Corporate lobbyists representing the Canadian and U.S. cannabis industries have also been accused of meddling in the legalization efforts.

“It’s basically revitalizing prohibition for the poor, but carving out a legal market for big businesses,” Alejandro Madrazo, a researcher at Mexico’s Center for Economic Research and Teaching think tank, told Yahoo.

Mexico, with a population of about 130 million people, is set to become the world’s largest legal cannabis market.

“The impact would be quite significant,” Lisa Pittman, a cannabis attorney at the Rose law firm in Texas, told Hemp Industry Daily earlier this year. “The other countries that have already legalized cannabis — Canada and Uruguay — have populations much smaller than Mexico, and Mexico already has quite a history of using cannabis and shipping cannabis across our borders,” Pittman said.
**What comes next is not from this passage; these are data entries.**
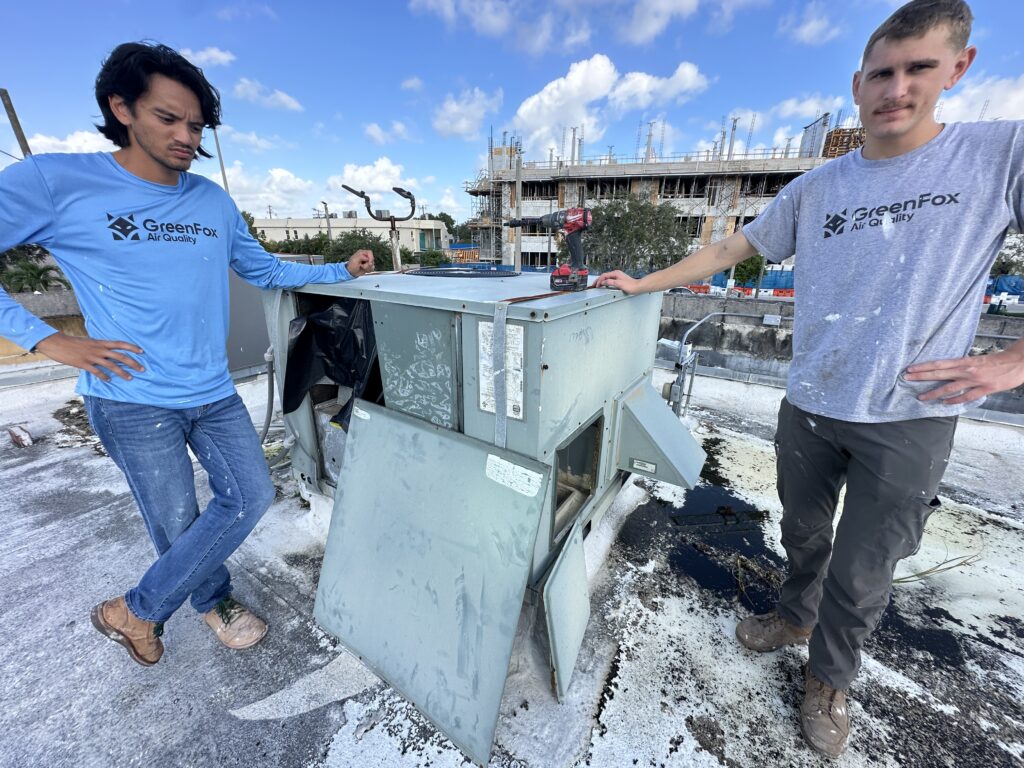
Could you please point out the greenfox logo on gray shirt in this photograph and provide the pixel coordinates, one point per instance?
(877, 216)
(891, 262)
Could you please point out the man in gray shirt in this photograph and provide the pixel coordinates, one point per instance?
(893, 246)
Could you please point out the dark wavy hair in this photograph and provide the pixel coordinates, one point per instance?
(126, 73)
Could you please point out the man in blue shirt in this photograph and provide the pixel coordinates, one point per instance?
(146, 247)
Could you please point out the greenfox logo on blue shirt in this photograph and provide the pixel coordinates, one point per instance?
(892, 213)
(124, 227)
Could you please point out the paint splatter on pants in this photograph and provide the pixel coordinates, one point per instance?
(843, 581)
(151, 445)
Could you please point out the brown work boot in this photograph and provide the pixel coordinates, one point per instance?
(823, 717)
(237, 627)
(767, 632)
(140, 638)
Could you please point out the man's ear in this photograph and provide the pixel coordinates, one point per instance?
(120, 109)
(964, 60)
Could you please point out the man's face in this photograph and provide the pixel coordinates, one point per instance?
(165, 126)
(901, 82)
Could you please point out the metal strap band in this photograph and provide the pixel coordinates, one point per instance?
(498, 372)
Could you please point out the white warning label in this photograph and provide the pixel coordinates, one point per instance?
(520, 479)
(513, 369)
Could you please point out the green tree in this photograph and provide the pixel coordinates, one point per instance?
(749, 269)
(251, 221)
(1011, 258)
(18, 254)
(632, 235)
(449, 221)
(432, 258)
(350, 241)
(27, 275)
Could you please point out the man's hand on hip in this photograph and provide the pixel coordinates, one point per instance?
(971, 378)
(359, 263)
(95, 355)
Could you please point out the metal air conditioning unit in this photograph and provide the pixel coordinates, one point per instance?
(468, 436)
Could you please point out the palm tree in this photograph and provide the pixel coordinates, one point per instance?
(26, 276)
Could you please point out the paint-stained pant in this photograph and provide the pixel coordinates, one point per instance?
(150, 445)
(892, 472)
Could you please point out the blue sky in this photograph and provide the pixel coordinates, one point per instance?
(404, 93)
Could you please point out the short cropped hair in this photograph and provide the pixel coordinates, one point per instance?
(126, 73)
(919, 17)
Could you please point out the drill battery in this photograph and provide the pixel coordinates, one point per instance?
(564, 278)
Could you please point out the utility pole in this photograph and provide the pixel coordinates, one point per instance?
(327, 215)
(14, 124)
(220, 157)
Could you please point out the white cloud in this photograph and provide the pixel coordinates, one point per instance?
(1005, 97)
(809, 107)
(444, 8)
(593, 92)
(257, 93)
(463, 116)
(638, 90)
(812, 29)
(568, 100)
(77, 141)
(373, 179)
(380, 136)
(651, 16)
(287, 194)
(208, 56)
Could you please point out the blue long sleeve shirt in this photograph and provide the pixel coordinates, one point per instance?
(148, 264)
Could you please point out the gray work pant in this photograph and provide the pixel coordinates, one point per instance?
(892, 471)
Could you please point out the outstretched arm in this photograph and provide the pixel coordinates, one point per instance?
(972, 378)
(709, 260)
(95, 355)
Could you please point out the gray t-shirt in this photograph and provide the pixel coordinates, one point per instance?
(892, 257)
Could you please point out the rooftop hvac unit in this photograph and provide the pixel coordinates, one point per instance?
(470, 435)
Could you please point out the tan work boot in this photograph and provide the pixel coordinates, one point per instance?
(139, 637)
(767, 632)
(823, 717)
(236, 626)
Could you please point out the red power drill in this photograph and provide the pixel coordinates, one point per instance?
(570, 222)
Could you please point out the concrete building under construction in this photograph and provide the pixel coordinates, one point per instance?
(714, 192)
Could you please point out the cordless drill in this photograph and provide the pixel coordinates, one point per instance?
(570, 222)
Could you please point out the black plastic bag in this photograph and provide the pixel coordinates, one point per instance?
(337, 342)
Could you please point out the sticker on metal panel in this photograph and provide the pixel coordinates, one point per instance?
(520, 479)
(643, 466)
(513, 369)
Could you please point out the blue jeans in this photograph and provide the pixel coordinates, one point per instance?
(148, 443)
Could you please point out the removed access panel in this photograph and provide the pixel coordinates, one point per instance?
(425, 568)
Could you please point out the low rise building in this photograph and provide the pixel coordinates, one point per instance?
(418, 235)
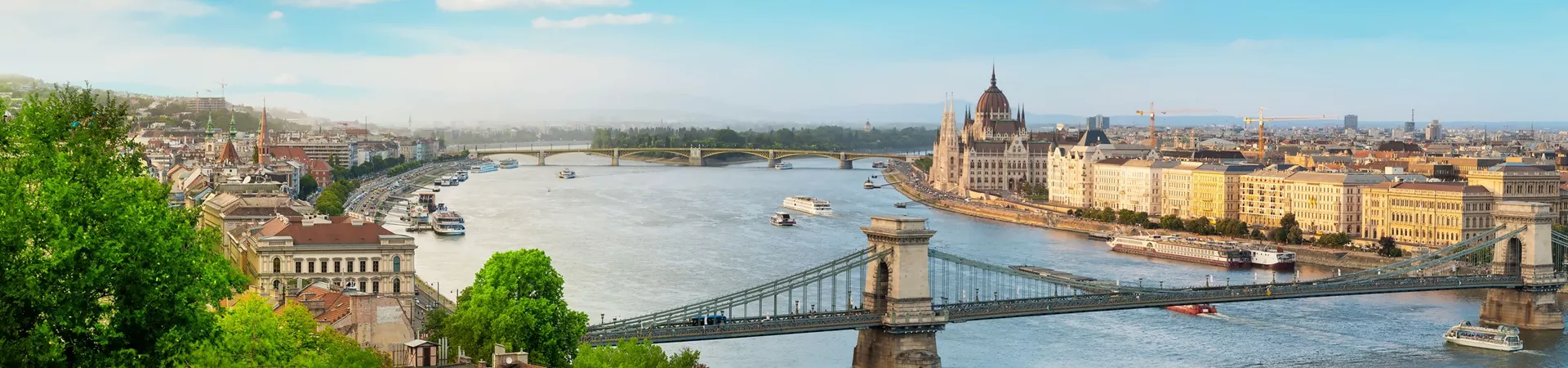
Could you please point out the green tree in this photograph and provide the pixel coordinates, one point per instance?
(306, 186)
(632, 354)
(516, 303)
(255, 335)
(96, 267)
(1387, 247)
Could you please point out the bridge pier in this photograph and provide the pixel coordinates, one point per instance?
(1529, 255)
(899, 288)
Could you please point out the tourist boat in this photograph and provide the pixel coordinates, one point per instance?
(1194, 308)
(448, 222)
(1274, 258)
(782, 219)
(1175, 247)
(1501, 339)
(808, 204)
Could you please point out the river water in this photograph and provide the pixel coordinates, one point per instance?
(644, 238)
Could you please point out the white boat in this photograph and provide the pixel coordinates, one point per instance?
(808, 204)
(782, 219)
(1501, 339)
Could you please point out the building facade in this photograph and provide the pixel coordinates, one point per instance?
(294, 252)
(993, 151)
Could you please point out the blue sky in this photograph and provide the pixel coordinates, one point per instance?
(506, 59)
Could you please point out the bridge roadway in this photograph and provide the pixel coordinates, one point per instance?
(695, 156)
(857, 320)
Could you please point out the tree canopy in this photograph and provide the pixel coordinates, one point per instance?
(255, 335)
(632, 354)
(98, 269)
(516, 303)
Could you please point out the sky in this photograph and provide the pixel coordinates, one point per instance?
(439, 61)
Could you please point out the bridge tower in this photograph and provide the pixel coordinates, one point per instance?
(1528, 255)
(899, 286)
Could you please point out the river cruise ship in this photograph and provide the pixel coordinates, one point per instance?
(1501, 339)
(808, 204)
(1175, 247)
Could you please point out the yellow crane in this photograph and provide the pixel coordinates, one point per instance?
(1261, 120)
(1155, 141)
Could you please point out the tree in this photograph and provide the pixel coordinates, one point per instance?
(516, 303)
(306, 186)
(1387, 247)
(632, 354)
(255, 335)
(96, 267)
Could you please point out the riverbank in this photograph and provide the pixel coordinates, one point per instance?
(1024, 214)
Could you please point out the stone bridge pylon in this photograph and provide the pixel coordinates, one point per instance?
(1528, 255)
(899, 288)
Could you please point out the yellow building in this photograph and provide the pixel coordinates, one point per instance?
(1426, 213)
(1215, 191)
(1263, 195)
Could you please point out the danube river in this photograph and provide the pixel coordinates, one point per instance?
(642, 238)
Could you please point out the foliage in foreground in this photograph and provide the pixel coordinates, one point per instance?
(516, 303)
(255, 335)
(632, 354)
(98, 269)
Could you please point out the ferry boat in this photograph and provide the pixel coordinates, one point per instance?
(1175, 247)
(448, 222)
(808, 204)
(782, 219)
(1501, 339)
(1274, 258)
(1194, 308)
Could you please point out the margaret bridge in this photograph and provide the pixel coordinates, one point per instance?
(899, 291)
(697, 156)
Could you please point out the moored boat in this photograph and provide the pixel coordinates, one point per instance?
(1501, 339)
(782, 219)
(808, 204)
(1175, 247)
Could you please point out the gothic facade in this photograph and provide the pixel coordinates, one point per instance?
(993, 151)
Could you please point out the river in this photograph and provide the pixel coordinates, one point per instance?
(642, 238)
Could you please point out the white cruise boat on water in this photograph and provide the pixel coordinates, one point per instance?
(1501, 339)
(808, 204)
(782, 219)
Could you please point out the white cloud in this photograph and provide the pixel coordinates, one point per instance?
(328, 3)
(608, 20)
(286, 79)
(480, 5)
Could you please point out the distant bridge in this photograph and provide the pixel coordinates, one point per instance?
(697, 156)
(899, 293)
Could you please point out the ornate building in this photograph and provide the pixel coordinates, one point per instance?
(993, 150)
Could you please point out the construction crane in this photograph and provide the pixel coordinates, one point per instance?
(1261, 120)
(1155, 141)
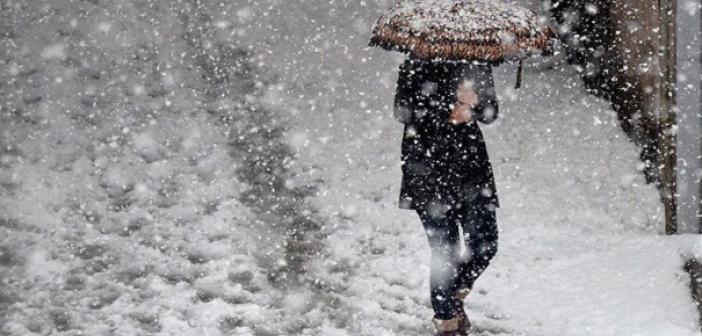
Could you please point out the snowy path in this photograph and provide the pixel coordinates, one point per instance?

If the early draft of the bill passes into Mexican law, personal possession would be capped at 28 grams, but possession of up t0 200 grams would be decriminalized. Additionally, individuals could grow as many as 20 registered plants.

Senate leader Ricardo Monreal has denied that lobbyists are steering the direction of the bill. “There has been a lot of interference … transnational companies that have wanted to influence our decisions,” Monreal told Yahoo. “But we make the final decision.”